- West Almond Location within New York West Almond Location within the United States
- Coordinates: 42°18′20″N 77°53′16″W﻿ / ﻿42.30556°N 77.88778°W
- Country: United States
- State: New York
- County: Allegany

Government
- • Type: Town Council
- • Town Supervisor: Trevor Burt (R)
- • Town Council: Members' List • Kelly Bourne (R); • Albert Hall (R); • Mark Bainbridge (); •;

Area
- • Total: 36.09 sq mi (93.47 km^{2})
- • Land: 36.00 sq mi (93.23 km^{2})
- • Water: 0.097 sq mi (0.25 km^{2})
- Elevation: 1,801 ft (549 m)

Population (2020)
- • Total: 280
- • Estimate (2021): 279
- • Density: 9.1/sq mi (3.52/km^{2})
- Time zone: UTC-5 (Eastern (EST))
- • Summer (DST): UTC-4 (EDT)
- ZIP Codes: 14804 (Almond); 14709 (Angelica); 14803 (Alfred Station); 14813 (Belmont);
- FIPS code: 36-003-79202
- GNIS feature ID: 0979617
- Website: www.westalmondny.org

= West Almond, New York =

West Almond is a town in Allegany County, New York, United States. The population was 280 at the 2020 census. West Almond is centrally located in the eastern part of the county and is west of Hornell.

== History ==
The area was first settled around 1816. The town of West Almond was created in 1835 from parts of the towns of Almond, Alfred, and Angelica.

The West Almond Churches were listed on the National Register of Historic Places in 1985.

==Geography==
According to the United States Census Bureau, the town has a total area of 93.5 km2, of which 93.2 km2 is land and 0.2 km2, or 0.26%, is water.

The Southern Tier Expressway (Interstate 86 and New York State Route 17) passes through the central part of the town.

==Demographics==

As of the census of 2000, there were 353 people, 130 households, and 96 families residing in the town. The population density was 9.8 PD/sqmi. There were 313 housing units at an average density of 8.7 /sqmi.
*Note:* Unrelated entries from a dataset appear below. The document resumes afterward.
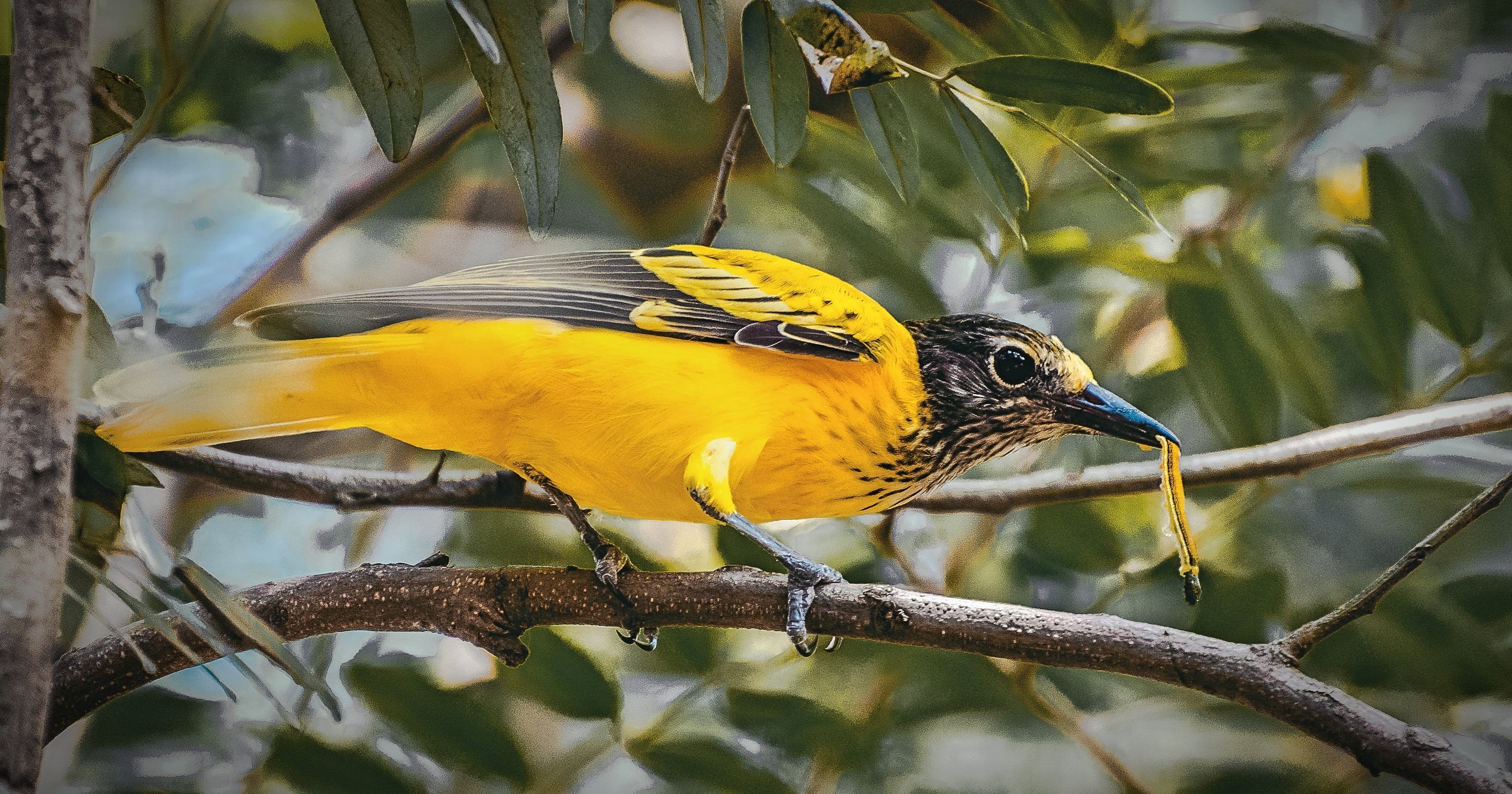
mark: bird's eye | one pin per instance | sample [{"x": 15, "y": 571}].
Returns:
[{"x": 1012, "y": 365}]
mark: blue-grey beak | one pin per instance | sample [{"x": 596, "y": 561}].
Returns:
[{"x": 1100, "y": 410}]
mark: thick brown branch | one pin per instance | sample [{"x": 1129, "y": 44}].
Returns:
[
  {"x": 48, "y": 230},
  {"x": 492, "y": 607},
  {"x": 719, "y": 212},
  {"x": 356, "y": 489},
  {"x": 1301, "y": 642},
  {"x": 1290, "y": 456}
]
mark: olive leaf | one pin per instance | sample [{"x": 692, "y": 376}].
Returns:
[
  {"x": 232, "y": 613},
  {"x": 703, "y": 25},
  {"x": 885, "y": 123},
  {"x": 1115, "y": 180},
  {"x": 374, "y": 41},
  {"x": 589, "y": 22},
  {"x": 990, "y": 162},
  {"x": 521, "y": 96},
  {"x": 843, "y": 55},
  {"x": 776, "y": 82},
  {"x": 1059, "y": 80}
]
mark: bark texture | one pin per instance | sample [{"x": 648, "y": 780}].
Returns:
[
  {"x": 491, "y": 608},
  {"x": 48, "y": 150}
]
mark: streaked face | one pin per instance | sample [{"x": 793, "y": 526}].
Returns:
[{"x": 997, "y": 385}]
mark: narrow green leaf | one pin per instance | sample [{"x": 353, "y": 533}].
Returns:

The racial makeup of the town was 97.73% White, 1.42% Native American, 0.28% Asian, and 0.57% from two or more races. Hispanic or Latino of any race were 1.42% of the population.

There were 130 households, out of which 36.9% had children under the age of 18 living with them, 61.5% were married couples living together, 7.7% had a female householder with no husband present, and 25.4% were non-families. 19.2% of all households were made up of individuals, and 6.9% had someone living alone who was 65 years of age or older. The average household size was 2.72 and the average family size was 3.11.

In the town, the population was spread out, with 29.7% under the age of 18, 4.2% from 18 to 24, 28.6% from 25 to 44, 23.8% from 45 to 64, and 13.6% who were 65 years of age or older. The median age was 38 years. For every 100 females, there were 117.9 males. For every 100 females age 18 and over, there were 108.4 males.

The median income for a household in the town was $43,125, and the median income for a family was $38,750. Males had a median income of $31,364 versus $22,188 for females. The per capita income for the town was $17,358. About 5.4% of families and 6.6% of the population were below the poverty line, including 9.5% of those under age 18 and 8.8% of those age 65 or over.

Historical population
| Census | Pop. | Note | %± |
| 1840 | 808 |  | — |
| 1850 | 976 |  | 20.8% |
| 1860 | 935 |  | −4.2% |
| 1870 | 799 |  | −14.5% |
| 1880 | 803 |  | 0.5% |
| 1890 | 649 |  | −19.2% |
| 1900 | 601 |  | −7.4% |
| 1910 | 458 |  | −23.8% |
| 1920 | 416 |  | −9.2% |
| 1930 | 391 |  | −6.0% |
| 1940 | 390 |  | −0.3% |
| 1950 | 320 |  | −17.9% |
| 1960 | 293 |  | −8.4% |
| 1970 | 213 |  | −27.3% |
| 1980 | 357 |  | 67.6% |
| 1990 | 277 |  | −22.4% |
| 2000 | 353 |  | 27.4% |
| 2010 | 334 |  | −5.4% |
| 2020 | 280 |  | −16.2% |
| 2021 (est.) | 279 |  | −0.4% |
U.S. Decennial Census

== Communities and locations in West Almond ==
- Angelica Creek - A stream that flows to the west past West Almond.
- Bennetts - A hamlet located in the northwest part of the town on County Road 16.
- West Almond - The hamlet of West Almond, located on County Road 2 in the eastern part of the town.